[PATCH] Have clang list the imported modules in the debug info

David Blaikie dblaikie at gmail.com
Wed Mar 18 16:02:49 PDT 2015


On Wed, Mar 18, 2015 at 3:50 PM, Adrian Prantl <aprantl at apple.com> wrote:

>
> On Mar 17, 2015, at 6:44 PM, David Blaikie <dblaikie at gmail.com> wrote:
>
>
>
> On Tue, Mar 17, 2015 at 3:47 PM, Adrian Prantl <aprantl at apple.com> wrote:
>
>>
>> > On Mar 17, 2015, at 10:03 AM, Greg Clayton <gclayton at apple.com> wrote:
>> >
>> >
>> >> On Mar 17, 2015, at 9:46 AM, David Blaikie <dblaikie at gmail.com> wrote:
>> >>
>> >>
>> >>
>> >> On Tue, Mar 17, 2015 at 9:42 AM, Greg Clayton <gclayton at apple.com>
>> wrote:
>> >>
>> >>> On Mar 16, 2015, at 6:47 PM, David Blaikie <dblaikie at gmail.com>
>> wrote:
>> >>>
>> >>>
>> >>>
>> >>> On Mon, Mar 16, 2015 at 5:14 PM, Adrian Prantl <aprantl at apple.com>
>> wrote:
>> >>>
>> >>> Thanks for the explanation David, I missed that it is entirely the
>> linker's (or some dwarf post-processor's) responsibility to find the module
>> files and link in the debug info from the .pcm files, so debugger doesn’t
>> notice a difference.
>> >>>
>> >>> I think there's still some confusion here. Sorry if I'm rehashing
>> something, but I'll try to explain how this all works.
>> >>>
>> >>> Normal split DWARF:
>> >>>
>> >>> Compiler generates two files: .o and .dwo.

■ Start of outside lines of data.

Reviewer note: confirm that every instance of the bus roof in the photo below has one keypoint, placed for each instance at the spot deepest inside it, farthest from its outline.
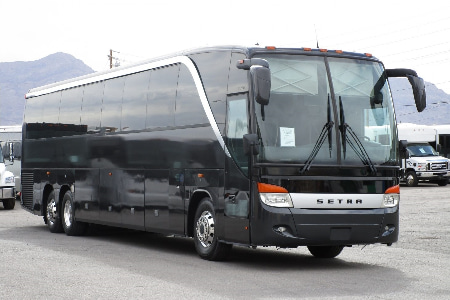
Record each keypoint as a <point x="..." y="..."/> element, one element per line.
<point x="166" y="59"/>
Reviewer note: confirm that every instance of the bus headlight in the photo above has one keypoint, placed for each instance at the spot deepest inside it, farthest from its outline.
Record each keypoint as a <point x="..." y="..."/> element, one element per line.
<point x="274" y="195"/>
<point x="391" y="197"/>
<point x="9" y="179"/>
<point x="278" y="200"/>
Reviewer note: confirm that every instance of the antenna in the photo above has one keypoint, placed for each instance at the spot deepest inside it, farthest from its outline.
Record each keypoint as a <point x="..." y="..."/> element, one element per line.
<point x="317" y="39"/>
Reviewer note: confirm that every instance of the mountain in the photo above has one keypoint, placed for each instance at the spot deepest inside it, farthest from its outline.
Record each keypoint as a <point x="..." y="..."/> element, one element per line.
<point x="16" y="78"/>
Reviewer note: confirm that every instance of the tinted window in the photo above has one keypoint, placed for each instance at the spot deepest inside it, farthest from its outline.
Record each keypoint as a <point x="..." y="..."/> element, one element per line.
<point x="214" y="68"/>
<point x="112" y="104"/>
<point x="44" y="108"/>
<point x="70" y="108"/>
<point x="92" y="106"/>
<point x="33" y="110"/>
<point x="189" y="109"/>
<point x="161" y="97"/>
<point x="134" y="105"/>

>> >>> .dwo has static, non-relocatable debug info.
>> >>> .o has a skeleton compile_unit that has the name of the .dwo file and
>> a hash to verify that the .dwo file isn't stale when the debugger reads it.

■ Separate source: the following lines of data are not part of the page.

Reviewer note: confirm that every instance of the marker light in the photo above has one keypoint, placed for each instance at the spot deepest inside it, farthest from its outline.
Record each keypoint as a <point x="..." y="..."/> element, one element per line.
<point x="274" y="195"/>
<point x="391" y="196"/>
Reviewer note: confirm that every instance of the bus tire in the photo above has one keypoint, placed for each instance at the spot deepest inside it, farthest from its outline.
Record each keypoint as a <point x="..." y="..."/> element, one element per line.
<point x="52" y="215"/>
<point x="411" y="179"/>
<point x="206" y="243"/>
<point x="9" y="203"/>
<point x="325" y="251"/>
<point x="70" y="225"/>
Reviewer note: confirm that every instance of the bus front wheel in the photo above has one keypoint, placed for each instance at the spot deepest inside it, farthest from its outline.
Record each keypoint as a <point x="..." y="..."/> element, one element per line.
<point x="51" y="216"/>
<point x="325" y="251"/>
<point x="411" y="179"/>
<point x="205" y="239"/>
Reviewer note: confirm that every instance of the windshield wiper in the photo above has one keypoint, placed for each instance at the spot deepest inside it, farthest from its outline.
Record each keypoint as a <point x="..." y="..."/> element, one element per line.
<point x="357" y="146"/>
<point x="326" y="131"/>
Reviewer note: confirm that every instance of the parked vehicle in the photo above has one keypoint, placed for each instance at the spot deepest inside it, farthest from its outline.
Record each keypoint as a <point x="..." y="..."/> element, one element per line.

>> >>> The .o files are all linked together, the .dwo files stay where they
>> are.
>> >>> The debugger reads the linked executable, finds the skeleton
>> compile_units contained therein, and find/loads the .dwo files
>> >>>
>> >>> The scenario I have in mind for module debug info is this:
>> >>> Module is compiled as an object file with debug info (this file is
>> actually a .dwo file, even if it has some other extension - it has the
>> non-relocatable debug info in it)
>> >>> .o file has a comdat'd skeleton compile_unit describing the
>> .dwo/module file
>> >>> <from here on no extra work is required, the linker and debugger just
>> act as normal>
>> >>> The .o files are linked together, the skeleton compile_units get
>> deduplicated by the linker (comdat sections)
>> >>
>> >> One issue I can think of is we will need to figure out a way to make
>> COMDAT work with mach-o. COMDAT requires large number of sections and
>> mach-o can only have 255.
>> >>
>> >> Ah, fair enough - how does MachO handle inline functions (the most
>> common use of comdat) currently, then?
>> >
>> > Currently mach-o relies on symbols in the symbol table being marked as
>> weak and I believe the data for these symbols are in special sections that
>> are marked as containing items that can be coalesced.
>> >
>> That’s not necessarily an issue that needs to be solved on Darwin, or am
>> I maybe missing something? The linker leaves all debug info in the .o (as
>> it currently does) and llvm-dsymutil is resolving all the external module
>> type references while creating the .dSYM bundle.
>>
>
> Yeah, with a debug aware linker (or in the case of dsymutil, a debug-only
> linker) you would just know that since you're looking at object files,
> module references will be redundant across objects and should be
> deduplicated (by the dwo hash, most likely).
>
> If you're not teaching your debugger to read modules, and want to link the
> debug info in from the .dwos - at that point you can probably drop the
> skeleton stuff entirely (you'd still need to teach your debugger about .dwo
> sections and some of the esoteric things there - like str_index and the
> extra/special line table just for file names (decl_file, etc, uses this))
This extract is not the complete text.